Trump and condolences

Trump said something insensitive to the widow of a soldier recently killed in Niger. She also said Trump struggled to remember her husband's name. And Trump has been in a name-calling spat with a Congressional Democrat, Frederica S. Wilson, over not just his initial remarks to the widow but also his subsequent efforts to deny that he said what he said. Even White House chief of staff John Kelly has gotten into the fray, backing his boss and belittling Wilson.

This is a big deal to the family, of course, and I can't blame them (including the soldier's mother, who has also weighed in) for being upset.

However, why the hell are the rest of us following this story?

Trump didn't commit gross malfeasance here. He was simply Trump, a man who doesn't feel empathy — who, by the evidence of a lifetime's worth of stories, doesn't even comprehend it on an intellectual level. And be honest: most of us are not good at consoling even those we know well, and the most skilled and empathetic can drop the ball now and then.

So at a human level, however much you may hate Trump, cut him some slack about the call. You might have stuck your foot in your mouth, too, if you were simultaneously contending with the other demands of the presidency.

His subsequent denial and fight-picking with Wilson are a different matter, of course: he was a whiny idiot for getting into it with her, and Kelly lost a lot of his own patina by joining his boss in the pile-on. Whether you think Wilson behaved appropriately by calling Trump out in the first place, Trump and Kelly have made things worse for the White House.

But again, this is business as usual for Trump the troglodyte. It's a classic distraction from his other woes, a distraction that takes advantage of the halo the country has built up around the military since Reagan's days. Press secretary Sarah Huckabee Sanders even had the gall to say to a reporter, "If you want to go after General Kelly that's up to you but I think that if you want to get into a debate with a four-star Marine general, I think that's something highly inappropriate".
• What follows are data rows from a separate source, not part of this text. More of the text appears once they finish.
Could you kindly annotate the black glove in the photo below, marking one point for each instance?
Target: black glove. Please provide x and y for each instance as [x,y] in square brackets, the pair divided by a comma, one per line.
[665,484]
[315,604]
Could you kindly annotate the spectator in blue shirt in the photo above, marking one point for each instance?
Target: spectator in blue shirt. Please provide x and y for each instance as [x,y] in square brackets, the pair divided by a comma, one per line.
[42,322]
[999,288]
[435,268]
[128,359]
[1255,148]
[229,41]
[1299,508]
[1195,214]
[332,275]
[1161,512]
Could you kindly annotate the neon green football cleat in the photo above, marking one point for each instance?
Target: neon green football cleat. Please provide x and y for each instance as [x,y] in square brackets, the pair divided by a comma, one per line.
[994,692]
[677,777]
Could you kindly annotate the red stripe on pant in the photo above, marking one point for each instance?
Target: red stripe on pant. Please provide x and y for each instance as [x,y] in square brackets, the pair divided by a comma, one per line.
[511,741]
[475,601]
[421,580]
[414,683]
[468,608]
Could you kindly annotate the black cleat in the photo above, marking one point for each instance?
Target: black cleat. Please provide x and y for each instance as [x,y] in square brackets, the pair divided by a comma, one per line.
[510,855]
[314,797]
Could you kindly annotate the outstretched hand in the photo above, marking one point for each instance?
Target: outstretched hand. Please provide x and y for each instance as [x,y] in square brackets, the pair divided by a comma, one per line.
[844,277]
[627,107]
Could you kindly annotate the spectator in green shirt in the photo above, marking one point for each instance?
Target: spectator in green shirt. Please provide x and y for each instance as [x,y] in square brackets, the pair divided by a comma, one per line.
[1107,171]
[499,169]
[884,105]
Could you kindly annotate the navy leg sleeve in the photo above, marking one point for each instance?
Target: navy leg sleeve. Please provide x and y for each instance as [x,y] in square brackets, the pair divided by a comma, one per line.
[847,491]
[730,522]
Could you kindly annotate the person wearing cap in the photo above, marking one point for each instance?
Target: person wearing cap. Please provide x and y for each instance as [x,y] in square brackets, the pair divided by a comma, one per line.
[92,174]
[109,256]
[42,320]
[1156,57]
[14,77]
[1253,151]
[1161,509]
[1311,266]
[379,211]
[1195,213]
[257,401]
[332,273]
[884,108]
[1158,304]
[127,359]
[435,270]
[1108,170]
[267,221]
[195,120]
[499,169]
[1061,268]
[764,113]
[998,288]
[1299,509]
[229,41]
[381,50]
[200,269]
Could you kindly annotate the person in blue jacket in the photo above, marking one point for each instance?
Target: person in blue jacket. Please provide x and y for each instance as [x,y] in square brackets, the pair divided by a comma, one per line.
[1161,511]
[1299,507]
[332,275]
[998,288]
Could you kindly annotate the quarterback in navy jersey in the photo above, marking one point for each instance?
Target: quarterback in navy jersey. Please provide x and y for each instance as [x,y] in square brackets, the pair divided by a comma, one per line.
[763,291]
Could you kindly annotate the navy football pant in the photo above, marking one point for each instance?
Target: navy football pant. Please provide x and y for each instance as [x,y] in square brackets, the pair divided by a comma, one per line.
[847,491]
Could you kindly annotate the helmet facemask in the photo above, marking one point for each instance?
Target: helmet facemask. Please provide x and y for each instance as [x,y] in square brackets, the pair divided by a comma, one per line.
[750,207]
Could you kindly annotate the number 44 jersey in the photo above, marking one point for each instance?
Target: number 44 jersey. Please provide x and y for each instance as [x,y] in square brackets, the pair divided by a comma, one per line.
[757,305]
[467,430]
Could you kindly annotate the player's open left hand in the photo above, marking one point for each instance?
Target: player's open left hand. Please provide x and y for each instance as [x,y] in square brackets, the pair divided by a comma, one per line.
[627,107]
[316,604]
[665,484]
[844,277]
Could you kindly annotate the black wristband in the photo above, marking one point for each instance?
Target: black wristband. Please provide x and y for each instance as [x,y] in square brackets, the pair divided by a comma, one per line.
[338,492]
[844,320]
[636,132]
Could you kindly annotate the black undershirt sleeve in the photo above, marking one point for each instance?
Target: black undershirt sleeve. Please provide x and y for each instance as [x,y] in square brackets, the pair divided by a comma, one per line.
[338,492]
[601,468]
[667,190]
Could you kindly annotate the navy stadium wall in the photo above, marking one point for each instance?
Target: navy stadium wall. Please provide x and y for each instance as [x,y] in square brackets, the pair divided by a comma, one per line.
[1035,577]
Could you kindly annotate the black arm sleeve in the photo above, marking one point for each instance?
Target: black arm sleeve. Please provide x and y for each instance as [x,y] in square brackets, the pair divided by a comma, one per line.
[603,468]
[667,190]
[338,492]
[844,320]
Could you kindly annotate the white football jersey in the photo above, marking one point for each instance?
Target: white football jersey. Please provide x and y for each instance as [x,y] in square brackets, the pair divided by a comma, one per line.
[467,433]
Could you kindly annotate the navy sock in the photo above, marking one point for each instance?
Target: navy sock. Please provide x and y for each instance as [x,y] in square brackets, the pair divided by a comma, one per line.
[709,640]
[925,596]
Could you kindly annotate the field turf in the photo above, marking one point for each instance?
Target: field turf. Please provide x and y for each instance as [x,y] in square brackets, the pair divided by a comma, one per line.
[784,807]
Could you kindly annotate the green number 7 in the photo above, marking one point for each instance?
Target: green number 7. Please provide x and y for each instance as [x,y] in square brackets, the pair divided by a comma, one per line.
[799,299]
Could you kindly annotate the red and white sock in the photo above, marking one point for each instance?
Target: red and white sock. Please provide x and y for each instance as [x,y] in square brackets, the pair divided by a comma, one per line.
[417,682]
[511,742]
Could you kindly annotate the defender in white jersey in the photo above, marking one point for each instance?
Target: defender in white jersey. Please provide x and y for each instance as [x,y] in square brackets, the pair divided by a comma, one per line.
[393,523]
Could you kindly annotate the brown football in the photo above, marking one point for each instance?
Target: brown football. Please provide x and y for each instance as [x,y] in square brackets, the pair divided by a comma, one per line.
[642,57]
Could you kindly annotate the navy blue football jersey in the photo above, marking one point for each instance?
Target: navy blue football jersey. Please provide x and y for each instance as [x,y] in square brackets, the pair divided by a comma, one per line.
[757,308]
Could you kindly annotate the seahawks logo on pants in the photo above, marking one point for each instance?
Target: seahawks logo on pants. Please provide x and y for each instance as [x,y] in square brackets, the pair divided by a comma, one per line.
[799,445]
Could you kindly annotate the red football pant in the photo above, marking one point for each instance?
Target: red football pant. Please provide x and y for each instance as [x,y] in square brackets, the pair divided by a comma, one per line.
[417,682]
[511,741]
It's important to know that the White House press secretary has the same contempt for the First Amendment and the role of the press in our republic that her boss does. Nevertheless, again, this is something we already knew: any Trump loyalist is going to parrot his undemocratic sentiments and probably shares his authoritarian instincts at some level.

So, whether or not you believe Rachel Maddow's hypothesis (which some might call a conspiracy theory) that Trump picked this fight to distract from diplomatic missteps in Chad and adjoining West African nations, the fact is that the Trump administration's inflaming of the controversy surrounding this condolence call is a deliberate distraction from bigger issues.

Stop rewarding the media for keeping this story alive.

And media, stop falling for the oldest trick in Trump's playbook. Get your heads out of your asses. Tell us what he doesn't want us to know — what we need to know.